Asimov’s physical implementation.

Open Source Reference Design

Asimov isn’t a product we sell. It’s an open-source reference design that proves the Menlo Stack works end-to-end and guides the development of our platform. Hardware vendors can adopt our stack and build their own Menlo-compatible humanoids.

Design Principles

Safety as Foundation

Asimov implements permissions, safety constraints, and operational telemetry at the hardware level. Before any policy reaches the robot, it passes through safety boundaries that prevent harmful actions.

Open Hardware Ecosystem

We deliberately avoid vertical integration on manufacturing. Hardware is sourced from an open supply chain, so we can focus our investment where it matters most: the intelligence stack.

Economic Viability

Asimov is designed for long-term economic viability. We target an annualized total cost of ownership (TCO) of $30,000 per unit—comparable to a minimum wage worker in developed economies. Achieving this requires creative engineering and a willingness to apply lateral thinking with withered technology.

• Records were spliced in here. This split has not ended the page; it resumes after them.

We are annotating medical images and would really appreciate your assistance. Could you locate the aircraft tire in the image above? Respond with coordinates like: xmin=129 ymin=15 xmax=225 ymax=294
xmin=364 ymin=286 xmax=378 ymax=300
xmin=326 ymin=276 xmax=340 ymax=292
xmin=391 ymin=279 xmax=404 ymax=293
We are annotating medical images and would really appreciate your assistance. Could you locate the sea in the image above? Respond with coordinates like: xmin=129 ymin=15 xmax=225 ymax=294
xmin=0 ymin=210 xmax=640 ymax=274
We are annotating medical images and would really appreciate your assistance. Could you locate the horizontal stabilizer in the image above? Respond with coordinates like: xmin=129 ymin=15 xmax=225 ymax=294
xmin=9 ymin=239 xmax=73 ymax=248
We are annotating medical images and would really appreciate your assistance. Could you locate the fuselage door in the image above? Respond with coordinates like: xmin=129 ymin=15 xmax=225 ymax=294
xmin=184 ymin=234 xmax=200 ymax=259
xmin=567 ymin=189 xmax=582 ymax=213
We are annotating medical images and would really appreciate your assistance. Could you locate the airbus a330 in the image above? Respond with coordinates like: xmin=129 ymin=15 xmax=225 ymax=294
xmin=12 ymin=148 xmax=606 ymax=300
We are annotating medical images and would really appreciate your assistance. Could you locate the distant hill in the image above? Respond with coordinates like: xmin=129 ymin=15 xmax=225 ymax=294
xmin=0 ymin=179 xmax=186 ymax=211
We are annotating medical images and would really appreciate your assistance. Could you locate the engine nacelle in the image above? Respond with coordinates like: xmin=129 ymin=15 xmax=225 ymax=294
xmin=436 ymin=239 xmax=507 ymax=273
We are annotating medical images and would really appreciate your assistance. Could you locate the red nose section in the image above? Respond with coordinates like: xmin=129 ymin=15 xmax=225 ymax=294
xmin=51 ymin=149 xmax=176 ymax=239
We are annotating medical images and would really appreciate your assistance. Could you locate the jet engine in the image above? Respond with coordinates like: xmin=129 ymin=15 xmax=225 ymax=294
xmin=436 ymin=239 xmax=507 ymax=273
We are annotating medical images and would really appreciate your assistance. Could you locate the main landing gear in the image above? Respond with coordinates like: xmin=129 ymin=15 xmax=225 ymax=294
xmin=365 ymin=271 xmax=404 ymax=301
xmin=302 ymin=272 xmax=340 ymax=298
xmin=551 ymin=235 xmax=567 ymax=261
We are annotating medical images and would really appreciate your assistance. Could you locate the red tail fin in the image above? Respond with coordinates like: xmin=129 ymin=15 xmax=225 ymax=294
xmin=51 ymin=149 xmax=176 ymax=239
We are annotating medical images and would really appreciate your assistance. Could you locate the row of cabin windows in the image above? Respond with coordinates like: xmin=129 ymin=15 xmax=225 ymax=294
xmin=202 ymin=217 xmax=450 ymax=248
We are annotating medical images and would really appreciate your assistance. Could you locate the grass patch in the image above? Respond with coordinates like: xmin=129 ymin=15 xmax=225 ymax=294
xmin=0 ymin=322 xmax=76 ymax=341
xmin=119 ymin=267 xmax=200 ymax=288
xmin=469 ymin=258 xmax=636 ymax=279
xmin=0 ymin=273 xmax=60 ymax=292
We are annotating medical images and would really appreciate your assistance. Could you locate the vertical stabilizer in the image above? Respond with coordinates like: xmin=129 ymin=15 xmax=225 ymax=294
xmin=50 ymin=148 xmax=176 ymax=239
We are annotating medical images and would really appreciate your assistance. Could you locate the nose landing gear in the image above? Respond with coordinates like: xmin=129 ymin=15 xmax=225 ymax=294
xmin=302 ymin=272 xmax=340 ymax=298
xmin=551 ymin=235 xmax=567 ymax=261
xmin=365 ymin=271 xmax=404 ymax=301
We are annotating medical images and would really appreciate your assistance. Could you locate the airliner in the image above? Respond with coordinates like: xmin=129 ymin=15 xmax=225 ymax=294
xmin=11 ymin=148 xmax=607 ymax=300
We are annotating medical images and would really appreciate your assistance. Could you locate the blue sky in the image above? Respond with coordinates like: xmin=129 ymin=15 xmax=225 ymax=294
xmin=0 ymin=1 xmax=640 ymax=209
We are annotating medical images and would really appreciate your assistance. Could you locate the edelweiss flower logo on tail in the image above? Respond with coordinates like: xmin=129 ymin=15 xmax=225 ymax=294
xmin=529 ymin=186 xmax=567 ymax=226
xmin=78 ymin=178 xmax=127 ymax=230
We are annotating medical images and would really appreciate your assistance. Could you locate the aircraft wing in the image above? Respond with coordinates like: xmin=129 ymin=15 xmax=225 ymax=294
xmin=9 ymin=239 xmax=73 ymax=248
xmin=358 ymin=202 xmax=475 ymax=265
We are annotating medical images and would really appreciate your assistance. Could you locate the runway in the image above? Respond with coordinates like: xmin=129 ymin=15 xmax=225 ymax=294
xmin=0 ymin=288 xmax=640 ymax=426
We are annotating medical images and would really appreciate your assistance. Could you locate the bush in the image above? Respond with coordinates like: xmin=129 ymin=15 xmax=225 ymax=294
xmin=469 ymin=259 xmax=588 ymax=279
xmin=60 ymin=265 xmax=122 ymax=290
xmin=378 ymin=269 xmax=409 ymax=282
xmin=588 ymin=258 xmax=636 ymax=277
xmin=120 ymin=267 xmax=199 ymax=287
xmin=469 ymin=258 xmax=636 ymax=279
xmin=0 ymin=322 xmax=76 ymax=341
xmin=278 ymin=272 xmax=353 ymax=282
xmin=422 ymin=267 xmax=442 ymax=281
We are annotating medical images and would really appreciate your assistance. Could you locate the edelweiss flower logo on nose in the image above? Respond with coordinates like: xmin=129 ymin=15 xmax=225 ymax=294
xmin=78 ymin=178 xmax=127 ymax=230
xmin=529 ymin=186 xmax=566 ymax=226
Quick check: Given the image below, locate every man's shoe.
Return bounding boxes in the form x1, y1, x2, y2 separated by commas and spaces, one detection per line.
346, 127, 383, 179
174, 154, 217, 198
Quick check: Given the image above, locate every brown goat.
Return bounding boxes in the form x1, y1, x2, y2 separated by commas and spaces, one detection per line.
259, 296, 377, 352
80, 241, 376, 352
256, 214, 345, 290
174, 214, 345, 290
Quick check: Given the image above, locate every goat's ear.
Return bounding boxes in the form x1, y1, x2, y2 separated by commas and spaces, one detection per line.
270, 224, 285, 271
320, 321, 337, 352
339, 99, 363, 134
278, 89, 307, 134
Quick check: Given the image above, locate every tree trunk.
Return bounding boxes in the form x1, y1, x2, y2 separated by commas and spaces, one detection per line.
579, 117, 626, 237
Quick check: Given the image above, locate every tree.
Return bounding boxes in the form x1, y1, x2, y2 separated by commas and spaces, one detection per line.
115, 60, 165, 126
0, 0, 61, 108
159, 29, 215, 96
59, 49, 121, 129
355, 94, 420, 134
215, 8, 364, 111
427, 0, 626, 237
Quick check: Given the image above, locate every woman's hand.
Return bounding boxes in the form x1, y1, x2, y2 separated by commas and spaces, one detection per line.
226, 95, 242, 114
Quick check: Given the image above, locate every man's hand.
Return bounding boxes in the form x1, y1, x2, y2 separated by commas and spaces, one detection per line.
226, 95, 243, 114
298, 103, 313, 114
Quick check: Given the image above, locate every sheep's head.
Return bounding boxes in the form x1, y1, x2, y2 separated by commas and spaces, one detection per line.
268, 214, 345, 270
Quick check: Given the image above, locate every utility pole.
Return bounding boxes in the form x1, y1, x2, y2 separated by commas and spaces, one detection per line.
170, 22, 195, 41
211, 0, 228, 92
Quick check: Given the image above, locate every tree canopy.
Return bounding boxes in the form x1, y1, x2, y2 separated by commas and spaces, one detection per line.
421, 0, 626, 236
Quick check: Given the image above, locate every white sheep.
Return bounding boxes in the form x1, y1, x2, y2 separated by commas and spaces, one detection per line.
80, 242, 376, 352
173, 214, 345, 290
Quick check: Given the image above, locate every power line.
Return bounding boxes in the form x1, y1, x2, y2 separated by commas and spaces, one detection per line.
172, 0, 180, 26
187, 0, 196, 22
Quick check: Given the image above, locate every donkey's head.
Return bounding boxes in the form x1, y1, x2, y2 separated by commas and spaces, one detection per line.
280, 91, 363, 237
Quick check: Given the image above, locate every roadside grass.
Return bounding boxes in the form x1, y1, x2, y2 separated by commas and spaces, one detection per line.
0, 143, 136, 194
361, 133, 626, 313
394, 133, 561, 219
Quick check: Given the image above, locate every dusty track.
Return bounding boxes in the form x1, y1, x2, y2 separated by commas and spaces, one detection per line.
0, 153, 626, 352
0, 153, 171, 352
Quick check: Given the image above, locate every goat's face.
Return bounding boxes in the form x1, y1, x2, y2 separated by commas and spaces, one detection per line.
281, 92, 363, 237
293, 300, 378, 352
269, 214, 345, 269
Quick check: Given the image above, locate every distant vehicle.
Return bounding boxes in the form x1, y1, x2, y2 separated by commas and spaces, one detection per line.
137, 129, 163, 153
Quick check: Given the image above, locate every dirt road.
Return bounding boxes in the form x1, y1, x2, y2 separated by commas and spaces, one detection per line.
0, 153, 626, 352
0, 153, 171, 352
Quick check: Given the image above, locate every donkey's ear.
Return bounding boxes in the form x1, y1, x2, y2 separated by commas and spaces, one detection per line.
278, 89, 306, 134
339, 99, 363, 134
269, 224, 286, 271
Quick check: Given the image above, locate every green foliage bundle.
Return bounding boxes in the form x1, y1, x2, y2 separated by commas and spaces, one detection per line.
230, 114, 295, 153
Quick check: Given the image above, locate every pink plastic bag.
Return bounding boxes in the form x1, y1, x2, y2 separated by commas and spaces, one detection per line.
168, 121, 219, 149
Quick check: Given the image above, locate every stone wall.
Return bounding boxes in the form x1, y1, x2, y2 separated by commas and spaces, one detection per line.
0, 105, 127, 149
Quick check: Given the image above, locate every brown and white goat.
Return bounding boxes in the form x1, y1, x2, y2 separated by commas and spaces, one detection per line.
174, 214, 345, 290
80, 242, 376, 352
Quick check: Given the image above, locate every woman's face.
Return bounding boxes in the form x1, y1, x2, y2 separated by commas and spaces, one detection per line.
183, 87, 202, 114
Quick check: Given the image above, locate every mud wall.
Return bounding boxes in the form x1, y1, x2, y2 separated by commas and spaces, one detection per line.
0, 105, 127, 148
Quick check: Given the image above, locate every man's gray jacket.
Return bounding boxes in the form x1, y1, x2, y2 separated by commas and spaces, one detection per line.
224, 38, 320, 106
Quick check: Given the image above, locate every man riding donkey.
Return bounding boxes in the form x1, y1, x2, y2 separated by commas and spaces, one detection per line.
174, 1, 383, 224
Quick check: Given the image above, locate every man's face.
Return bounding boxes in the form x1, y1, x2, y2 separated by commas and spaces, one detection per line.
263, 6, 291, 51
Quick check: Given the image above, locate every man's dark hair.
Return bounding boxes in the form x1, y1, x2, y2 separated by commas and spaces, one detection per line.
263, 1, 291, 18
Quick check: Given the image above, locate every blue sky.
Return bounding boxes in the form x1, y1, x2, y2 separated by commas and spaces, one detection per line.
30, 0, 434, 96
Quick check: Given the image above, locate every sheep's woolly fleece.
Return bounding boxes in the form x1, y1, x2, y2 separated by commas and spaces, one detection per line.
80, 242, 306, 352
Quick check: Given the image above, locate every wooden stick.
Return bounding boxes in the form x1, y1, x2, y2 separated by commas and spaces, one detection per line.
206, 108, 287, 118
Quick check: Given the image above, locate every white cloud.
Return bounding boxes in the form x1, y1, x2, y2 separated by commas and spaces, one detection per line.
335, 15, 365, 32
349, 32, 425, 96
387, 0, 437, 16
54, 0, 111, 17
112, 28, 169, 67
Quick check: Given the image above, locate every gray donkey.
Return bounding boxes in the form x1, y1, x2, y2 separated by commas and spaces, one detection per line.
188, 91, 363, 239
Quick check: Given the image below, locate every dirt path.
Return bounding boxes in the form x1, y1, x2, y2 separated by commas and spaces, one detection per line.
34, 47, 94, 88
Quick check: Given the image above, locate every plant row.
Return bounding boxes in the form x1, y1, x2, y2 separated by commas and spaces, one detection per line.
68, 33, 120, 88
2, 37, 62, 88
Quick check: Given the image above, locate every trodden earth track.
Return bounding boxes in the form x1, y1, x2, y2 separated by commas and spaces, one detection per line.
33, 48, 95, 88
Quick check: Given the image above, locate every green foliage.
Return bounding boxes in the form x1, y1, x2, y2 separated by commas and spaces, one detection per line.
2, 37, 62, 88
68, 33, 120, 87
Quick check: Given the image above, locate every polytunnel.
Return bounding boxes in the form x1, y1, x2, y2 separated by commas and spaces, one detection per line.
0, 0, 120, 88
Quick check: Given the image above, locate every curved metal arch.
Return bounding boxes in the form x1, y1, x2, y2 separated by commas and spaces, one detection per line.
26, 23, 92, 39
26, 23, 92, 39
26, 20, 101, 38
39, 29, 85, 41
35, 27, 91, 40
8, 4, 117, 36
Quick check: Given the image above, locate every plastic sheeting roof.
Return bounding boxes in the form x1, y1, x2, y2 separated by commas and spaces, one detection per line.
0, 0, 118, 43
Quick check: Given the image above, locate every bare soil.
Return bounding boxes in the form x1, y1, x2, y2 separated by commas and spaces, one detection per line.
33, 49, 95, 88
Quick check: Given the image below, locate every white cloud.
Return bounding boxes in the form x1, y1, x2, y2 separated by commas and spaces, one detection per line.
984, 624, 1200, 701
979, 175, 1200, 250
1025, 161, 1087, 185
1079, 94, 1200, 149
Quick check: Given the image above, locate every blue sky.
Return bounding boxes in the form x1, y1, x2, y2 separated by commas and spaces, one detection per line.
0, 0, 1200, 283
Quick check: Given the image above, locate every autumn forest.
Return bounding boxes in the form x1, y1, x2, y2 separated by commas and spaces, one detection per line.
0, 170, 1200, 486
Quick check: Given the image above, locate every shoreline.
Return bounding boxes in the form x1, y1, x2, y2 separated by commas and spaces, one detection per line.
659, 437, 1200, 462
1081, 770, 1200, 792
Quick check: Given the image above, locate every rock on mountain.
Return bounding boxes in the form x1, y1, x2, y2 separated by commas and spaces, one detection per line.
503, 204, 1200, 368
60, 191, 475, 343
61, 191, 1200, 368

If we can make humanoid labor economically viable, it transforms from a research curiosity into actual infrastructure. The $30,000 target isn’t a projection—it’s a design constraint that shapes every hardware and software decision we make.

Hardware Architecture

Asimov’s reference design includes:

  • Actuation — Standardized servo interfaces with predictable torque and position control
  • Sensing — Integrated perception stack with depth, force, and proprioceptive feedback
  • Compute — Onboard processing for low-latency reflex loops, with cloud connectivity for high-level reasoning
  • Power — Standard battery modules with hot-swap capability for continuous operation

Each subsystem is documented and sourced from the open supply chain. Integrators can replace any component while maintaining compatibility with the Menlo Stack.